Last school year, there was an increase in the amount of absences reported at elementary, middle and high schools across the district.
But the driving force behind it may shock you. According to district data, homelessness is among the driving forces for why kids skip too many days of school.
“It’s very expensive to live in Palm Beach County. Our cost of living is one of the highest the state," said Erica Whitfield, a school board member for district 4. “We don’t have enough places for people to go so that’s really on our county to decide if this is an important issue for us. Where do we want people to go when that happens?"
Whitfield has been tracking the data and is in the process of presenting the district's findings to city leaders across the county.
The district has been able to predict a child's chances of graduation by looking at how many days they miss in 8th grade.
"We looked at the kids that just graduated last year.

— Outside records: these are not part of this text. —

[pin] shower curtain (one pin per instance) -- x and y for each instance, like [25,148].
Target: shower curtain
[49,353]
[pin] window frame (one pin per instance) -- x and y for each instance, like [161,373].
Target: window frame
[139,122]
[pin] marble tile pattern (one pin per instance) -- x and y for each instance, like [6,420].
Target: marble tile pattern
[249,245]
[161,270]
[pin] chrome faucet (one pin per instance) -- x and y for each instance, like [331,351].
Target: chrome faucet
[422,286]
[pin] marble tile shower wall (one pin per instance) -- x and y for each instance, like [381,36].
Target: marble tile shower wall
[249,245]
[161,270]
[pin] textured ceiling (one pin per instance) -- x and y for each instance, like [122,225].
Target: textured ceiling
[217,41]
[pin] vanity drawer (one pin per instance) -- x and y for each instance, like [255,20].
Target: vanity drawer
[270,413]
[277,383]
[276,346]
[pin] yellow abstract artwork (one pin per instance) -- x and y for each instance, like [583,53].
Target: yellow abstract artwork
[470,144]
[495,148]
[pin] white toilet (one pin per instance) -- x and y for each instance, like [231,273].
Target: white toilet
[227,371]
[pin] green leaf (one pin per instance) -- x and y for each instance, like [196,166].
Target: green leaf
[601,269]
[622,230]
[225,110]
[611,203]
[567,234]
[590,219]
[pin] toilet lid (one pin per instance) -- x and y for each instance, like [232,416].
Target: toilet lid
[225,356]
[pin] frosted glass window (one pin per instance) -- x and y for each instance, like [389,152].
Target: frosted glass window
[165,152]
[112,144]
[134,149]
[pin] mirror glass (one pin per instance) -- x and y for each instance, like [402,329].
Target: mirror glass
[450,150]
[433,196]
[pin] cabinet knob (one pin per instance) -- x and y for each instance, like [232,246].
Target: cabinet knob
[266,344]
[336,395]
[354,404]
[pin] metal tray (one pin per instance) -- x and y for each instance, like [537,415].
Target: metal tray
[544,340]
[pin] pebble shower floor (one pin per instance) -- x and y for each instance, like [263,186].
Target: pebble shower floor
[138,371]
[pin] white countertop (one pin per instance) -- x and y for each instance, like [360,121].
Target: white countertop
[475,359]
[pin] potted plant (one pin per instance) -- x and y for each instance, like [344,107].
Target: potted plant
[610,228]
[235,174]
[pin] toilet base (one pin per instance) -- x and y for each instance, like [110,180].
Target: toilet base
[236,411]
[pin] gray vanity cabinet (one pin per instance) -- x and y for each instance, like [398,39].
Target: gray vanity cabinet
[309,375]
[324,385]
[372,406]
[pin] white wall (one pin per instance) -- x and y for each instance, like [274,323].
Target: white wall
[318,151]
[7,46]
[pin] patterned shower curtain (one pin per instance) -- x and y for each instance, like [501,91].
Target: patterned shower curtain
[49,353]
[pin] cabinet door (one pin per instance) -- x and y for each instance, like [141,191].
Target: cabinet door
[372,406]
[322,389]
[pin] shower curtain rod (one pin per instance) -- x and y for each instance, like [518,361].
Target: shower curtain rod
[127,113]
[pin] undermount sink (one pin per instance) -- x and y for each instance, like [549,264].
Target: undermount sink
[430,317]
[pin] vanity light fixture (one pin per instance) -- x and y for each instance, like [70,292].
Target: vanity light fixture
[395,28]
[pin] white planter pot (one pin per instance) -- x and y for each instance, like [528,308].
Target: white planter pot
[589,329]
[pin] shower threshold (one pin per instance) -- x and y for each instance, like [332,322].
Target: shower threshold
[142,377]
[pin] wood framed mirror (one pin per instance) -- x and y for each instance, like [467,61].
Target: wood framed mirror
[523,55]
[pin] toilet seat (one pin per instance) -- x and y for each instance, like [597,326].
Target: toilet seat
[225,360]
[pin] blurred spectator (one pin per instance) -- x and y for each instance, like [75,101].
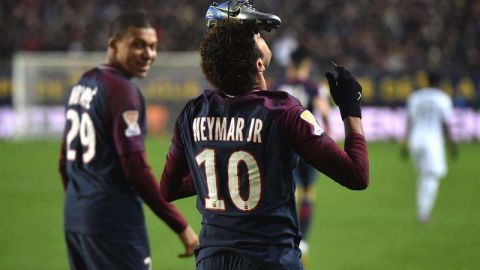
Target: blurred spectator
[388,35]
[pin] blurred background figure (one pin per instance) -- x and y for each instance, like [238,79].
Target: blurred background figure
[429,110]
[297,83]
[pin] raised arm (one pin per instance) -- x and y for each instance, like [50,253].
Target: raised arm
[176,181]
[348,167]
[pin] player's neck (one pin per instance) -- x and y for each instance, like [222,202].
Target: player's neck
[260,82]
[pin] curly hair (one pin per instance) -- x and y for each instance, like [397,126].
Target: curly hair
[228,57]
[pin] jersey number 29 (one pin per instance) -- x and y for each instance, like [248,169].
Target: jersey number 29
[84,126]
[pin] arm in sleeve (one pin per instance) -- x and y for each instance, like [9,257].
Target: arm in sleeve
[348,167]
[176,181]
[128,132]
[140,176]
[62,165]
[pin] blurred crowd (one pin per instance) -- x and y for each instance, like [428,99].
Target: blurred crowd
[387,35]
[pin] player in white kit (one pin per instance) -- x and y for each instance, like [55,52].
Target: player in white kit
[429,110]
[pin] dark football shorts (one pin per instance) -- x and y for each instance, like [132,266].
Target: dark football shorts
[226,260]
[304,174]
[96,252]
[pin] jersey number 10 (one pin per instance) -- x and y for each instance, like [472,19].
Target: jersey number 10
[212,201]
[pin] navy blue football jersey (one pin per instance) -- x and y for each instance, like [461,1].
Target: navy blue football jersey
[242,172]
[240,153]
[105,118]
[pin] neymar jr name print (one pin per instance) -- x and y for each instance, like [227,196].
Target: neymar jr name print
[228,129]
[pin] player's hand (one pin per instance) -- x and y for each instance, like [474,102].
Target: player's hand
[346,92]
[190,240]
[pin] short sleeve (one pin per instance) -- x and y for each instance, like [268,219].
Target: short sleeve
[128,119]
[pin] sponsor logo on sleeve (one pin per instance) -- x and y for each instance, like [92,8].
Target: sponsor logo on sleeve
[309,118]
[131,119]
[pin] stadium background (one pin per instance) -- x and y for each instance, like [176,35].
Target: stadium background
[388,44]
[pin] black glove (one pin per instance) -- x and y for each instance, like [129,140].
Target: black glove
[346,92]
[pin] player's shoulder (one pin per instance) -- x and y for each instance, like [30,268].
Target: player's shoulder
[114,79]
[276,100]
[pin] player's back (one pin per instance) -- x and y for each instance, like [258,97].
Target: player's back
[242,166]
[428,108]
[99,199]
[303,90]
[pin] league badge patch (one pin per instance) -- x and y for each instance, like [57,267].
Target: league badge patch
[308,116]
[131,118]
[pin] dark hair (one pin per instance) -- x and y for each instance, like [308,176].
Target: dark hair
[298,55]
[434,78]
[128,19]
[228,57]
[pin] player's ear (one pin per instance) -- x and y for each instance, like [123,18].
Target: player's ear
[112,43]
[260,66]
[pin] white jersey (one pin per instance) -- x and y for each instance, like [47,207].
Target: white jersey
[428,109]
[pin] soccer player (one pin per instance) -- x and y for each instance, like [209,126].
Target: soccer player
[236,148]
[429,110]
[103,162]
[314,98]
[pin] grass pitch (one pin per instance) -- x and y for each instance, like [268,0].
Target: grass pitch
[372,229]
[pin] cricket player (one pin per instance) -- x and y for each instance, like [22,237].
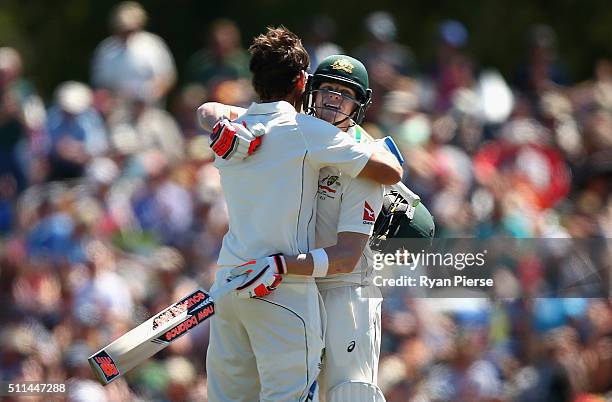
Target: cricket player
[346,211]
[267,345]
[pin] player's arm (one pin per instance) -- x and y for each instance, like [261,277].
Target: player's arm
[341,258]
[383,168]
[328,146]
[263,275]
[210,112]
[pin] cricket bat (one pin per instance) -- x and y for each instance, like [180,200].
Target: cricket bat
[142,342]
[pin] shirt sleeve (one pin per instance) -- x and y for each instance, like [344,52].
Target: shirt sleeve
[359,206]
[328,146]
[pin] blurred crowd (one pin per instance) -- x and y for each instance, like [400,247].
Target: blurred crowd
[110,208]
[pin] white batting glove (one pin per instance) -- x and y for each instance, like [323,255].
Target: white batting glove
[263,276]
[234,141]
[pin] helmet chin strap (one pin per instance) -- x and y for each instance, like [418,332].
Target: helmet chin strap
[343,120]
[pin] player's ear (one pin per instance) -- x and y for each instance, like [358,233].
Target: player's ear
[301,82]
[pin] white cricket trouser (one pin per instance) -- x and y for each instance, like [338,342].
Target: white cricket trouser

And we looked at whether they were able to graduate on time," she said.
According to the data, for kids that had 0 to 5 absences in 8th grade, they graduated at an 89 percent rate.
"But if kids missed more than 21 days of school in 8th grade, we saw that they were only graduating at a 55 percent rate. So that was a very low number," said Whitfield. "We're trying to get those kids to understand the importance of going to school throughout their time to be able to get those graduation rates up."
Whitfield added that if kids are even missing school in kindergarten, they're more likely to not be reading on grade level by 3rd grade.
Child homelessness and fears of deportation are among the top contributing factors to the high rates of absences. Whitfield said there are about 4,000 children in Palm Beach County that self-reported being homeless or in an insecure living situation.
"Some of those kids might report living with an aunt but are not sure they can stay or grandma has taken them in for a little while. We count those kids, too," said Whitfield.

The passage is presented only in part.